らくがきの中の君を、彷徨って見付けてさよならと言って

「千颯は今年も賞取れそう~?去年取ってたじゃん、特別賞!」

「あんなの偶然だよ」

「いやいや、すごいよ」

真っ白な画用紙を見るのはぐわーってテンションが上がる。何を描こうかなってワクワクして最初に描き始めるこのひと描きがたまんない、何もかも自分で描ける気がする。

「俺は咲茉のがよかったと思うけど」

「でも私何も選ばれてないし」

「じゃあ審査員のセンスがねぇ」

「審査員ディスり!?自分賞もらってるのに!」

高校に入ってまだ一度も賞を取ったことがない。
悔しいけど、それでも毎日描くのが楽しくてここへ来てる。絶対次こそは!って思いながら。

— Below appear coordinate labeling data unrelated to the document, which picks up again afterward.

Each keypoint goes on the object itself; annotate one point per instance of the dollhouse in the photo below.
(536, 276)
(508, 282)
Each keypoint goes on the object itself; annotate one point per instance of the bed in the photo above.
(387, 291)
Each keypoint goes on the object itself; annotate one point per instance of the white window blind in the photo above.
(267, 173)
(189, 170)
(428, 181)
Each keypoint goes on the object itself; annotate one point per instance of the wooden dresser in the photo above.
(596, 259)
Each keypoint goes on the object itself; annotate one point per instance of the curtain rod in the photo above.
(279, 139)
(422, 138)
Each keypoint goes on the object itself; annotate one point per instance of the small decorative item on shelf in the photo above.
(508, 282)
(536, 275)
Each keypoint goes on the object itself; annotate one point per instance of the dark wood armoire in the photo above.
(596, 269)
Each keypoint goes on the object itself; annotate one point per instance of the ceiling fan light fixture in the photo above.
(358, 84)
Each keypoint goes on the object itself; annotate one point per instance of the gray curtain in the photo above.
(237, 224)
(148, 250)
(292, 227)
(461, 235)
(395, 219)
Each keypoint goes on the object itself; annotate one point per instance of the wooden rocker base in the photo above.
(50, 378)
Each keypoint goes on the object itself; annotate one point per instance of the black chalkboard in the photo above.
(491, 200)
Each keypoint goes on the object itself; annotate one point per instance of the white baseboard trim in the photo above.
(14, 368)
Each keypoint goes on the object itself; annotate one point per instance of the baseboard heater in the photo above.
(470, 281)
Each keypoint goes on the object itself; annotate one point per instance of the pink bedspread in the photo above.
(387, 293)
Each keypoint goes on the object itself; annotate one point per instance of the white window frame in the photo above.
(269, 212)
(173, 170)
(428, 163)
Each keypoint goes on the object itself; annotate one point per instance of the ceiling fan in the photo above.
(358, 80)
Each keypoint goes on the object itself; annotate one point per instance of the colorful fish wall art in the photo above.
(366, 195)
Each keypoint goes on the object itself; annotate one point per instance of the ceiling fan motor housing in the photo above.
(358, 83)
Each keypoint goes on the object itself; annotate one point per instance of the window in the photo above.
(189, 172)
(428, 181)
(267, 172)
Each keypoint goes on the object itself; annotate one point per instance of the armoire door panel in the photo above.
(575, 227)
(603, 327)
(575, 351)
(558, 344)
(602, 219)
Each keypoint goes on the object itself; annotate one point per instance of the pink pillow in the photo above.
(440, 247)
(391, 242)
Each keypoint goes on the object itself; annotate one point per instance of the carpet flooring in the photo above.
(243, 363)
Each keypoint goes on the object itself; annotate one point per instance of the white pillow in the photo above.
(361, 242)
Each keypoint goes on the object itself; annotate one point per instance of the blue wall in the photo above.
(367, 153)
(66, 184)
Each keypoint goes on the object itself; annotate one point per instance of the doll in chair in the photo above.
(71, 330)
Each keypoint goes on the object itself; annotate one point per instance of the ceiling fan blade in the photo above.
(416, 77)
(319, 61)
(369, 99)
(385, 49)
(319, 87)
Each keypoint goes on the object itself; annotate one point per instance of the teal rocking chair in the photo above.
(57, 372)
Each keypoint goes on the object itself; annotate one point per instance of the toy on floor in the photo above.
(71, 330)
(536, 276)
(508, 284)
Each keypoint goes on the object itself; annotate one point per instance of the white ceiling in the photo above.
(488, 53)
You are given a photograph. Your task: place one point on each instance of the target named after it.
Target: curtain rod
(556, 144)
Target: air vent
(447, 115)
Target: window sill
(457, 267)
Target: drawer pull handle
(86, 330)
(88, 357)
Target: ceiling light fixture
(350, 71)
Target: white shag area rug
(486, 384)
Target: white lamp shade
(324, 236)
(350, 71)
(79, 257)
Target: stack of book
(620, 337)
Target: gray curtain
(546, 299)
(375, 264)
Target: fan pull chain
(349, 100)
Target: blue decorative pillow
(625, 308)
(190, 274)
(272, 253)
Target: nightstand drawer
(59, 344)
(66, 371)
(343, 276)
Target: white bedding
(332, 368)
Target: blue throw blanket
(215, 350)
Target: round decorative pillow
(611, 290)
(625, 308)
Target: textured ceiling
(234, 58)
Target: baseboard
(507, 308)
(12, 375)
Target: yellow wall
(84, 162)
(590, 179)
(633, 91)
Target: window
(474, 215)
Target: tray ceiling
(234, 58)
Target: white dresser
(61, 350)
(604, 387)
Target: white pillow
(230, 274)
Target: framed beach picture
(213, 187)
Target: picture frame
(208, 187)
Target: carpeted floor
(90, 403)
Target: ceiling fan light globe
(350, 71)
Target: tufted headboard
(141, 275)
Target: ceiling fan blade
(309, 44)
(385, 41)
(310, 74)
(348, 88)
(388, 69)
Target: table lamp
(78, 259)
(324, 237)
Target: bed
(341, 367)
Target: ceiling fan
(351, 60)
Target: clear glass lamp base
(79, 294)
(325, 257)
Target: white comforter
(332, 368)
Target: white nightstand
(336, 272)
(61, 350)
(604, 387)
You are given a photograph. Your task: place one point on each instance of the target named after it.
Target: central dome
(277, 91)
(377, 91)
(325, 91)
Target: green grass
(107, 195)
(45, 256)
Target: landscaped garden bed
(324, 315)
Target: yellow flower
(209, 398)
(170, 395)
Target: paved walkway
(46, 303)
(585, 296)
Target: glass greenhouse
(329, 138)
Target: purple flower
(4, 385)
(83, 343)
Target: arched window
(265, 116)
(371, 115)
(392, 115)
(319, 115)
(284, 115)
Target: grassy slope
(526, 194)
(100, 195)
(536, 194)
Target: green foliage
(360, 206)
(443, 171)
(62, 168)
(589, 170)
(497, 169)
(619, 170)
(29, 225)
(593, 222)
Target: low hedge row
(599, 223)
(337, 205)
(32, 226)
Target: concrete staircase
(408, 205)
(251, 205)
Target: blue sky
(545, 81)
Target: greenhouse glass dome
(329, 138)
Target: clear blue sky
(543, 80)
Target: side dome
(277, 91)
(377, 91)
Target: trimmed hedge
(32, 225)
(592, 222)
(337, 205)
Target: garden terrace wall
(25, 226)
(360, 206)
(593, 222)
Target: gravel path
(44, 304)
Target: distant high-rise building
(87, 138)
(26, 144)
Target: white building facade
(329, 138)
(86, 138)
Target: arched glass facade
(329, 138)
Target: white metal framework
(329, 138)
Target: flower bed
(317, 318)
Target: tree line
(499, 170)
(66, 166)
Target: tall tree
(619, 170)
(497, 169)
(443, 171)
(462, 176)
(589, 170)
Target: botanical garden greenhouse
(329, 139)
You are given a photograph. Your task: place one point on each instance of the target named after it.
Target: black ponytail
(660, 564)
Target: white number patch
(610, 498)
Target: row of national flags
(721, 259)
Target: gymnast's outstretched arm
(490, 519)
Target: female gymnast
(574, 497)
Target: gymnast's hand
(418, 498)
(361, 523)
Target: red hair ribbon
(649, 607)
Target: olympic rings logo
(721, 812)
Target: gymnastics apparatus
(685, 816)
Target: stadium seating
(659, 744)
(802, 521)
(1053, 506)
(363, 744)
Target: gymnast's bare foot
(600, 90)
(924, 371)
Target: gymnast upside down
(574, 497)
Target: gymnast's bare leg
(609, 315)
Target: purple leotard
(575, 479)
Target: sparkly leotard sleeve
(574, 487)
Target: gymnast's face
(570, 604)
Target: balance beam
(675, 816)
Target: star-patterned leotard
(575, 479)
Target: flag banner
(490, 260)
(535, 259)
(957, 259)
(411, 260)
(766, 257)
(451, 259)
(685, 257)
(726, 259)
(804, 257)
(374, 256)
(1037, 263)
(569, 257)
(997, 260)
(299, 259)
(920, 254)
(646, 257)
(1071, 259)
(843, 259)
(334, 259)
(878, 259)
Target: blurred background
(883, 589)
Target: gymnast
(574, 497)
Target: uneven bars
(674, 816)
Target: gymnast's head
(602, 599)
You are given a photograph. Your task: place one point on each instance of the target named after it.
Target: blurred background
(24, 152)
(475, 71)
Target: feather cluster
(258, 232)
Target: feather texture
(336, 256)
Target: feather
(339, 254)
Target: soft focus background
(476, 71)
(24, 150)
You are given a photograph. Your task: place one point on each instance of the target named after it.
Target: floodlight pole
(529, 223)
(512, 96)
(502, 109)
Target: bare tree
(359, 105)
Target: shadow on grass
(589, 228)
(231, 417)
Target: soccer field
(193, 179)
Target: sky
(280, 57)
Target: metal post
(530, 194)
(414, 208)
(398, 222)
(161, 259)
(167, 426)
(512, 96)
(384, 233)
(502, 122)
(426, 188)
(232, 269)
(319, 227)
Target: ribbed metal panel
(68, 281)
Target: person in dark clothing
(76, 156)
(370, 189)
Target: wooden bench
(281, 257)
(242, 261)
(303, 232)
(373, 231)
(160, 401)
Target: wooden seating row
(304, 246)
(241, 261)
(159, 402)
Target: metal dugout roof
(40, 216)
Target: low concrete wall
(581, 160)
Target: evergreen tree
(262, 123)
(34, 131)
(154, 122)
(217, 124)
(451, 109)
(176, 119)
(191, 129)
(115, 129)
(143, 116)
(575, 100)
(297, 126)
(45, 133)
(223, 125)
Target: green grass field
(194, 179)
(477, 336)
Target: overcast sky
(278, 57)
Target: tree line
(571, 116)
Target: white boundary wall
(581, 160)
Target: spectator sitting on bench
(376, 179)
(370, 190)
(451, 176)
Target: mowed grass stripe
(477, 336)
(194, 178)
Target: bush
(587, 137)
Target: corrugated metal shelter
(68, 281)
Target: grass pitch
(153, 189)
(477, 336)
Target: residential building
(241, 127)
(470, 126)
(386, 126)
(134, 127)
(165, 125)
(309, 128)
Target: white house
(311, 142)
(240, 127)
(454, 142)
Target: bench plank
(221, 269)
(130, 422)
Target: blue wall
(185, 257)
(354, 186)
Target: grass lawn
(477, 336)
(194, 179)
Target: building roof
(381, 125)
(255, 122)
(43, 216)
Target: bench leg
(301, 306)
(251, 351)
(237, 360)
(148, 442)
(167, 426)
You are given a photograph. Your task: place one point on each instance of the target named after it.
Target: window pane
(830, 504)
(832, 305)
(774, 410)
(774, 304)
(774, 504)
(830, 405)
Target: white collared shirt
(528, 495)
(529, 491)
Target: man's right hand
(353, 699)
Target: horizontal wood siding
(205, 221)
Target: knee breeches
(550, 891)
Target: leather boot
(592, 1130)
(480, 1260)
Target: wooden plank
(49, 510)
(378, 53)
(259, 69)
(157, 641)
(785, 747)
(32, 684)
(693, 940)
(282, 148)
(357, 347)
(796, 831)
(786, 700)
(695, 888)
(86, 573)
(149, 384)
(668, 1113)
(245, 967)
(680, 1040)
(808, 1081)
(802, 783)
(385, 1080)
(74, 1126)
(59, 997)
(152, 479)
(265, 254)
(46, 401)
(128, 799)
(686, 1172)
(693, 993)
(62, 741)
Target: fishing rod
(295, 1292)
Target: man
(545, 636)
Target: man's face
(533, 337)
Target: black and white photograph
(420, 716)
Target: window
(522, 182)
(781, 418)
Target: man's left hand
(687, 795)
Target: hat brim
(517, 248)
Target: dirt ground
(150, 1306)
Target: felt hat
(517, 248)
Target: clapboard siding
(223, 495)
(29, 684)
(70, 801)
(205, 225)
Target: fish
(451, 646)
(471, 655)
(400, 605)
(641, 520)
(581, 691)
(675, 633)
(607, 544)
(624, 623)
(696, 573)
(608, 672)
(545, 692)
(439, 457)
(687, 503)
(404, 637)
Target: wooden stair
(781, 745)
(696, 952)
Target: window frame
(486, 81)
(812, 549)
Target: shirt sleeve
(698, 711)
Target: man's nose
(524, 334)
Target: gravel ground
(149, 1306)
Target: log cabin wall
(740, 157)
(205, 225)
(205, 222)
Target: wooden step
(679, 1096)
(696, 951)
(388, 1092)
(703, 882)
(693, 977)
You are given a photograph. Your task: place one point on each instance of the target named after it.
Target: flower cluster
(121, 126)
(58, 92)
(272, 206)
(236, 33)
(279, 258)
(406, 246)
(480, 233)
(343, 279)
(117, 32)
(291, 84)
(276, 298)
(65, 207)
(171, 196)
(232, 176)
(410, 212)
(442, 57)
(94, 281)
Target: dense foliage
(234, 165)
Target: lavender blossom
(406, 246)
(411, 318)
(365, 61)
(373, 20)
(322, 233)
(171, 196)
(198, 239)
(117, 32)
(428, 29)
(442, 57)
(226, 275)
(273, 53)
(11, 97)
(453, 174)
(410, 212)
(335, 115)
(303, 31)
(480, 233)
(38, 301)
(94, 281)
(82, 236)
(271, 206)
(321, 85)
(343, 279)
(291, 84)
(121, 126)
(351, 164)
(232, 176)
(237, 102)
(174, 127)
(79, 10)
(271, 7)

「あの色使いをわかってねぇんだよ、色選びと塗り方があざやかで繊細な表現してんのに」

「ありがとう、そんなに言ってくれて」

「構図だって視点が独特だし、そんな描き方もあるんだって発見になるしあれで賞取れないとか」

「褒めすぎだからそれ、逆に恥ずかしい」

そう言ってくれるのは嬉しいけど、そこまで言われるとなんていうか…

「本気で思ってるんだよ」

……。


本当に千颯だけ。


千颯はいつも私を見てくれる。

だから楽しいの、こうしていられる時間が好きなの。


何もないこの町で、千颯はいる。

千颯といる。


やっぱりまだ先のことは考えたくないかも。


千颯とこうして絵を描いていたい。

うっとおしいすべてを忘れて、絵を描いていたい。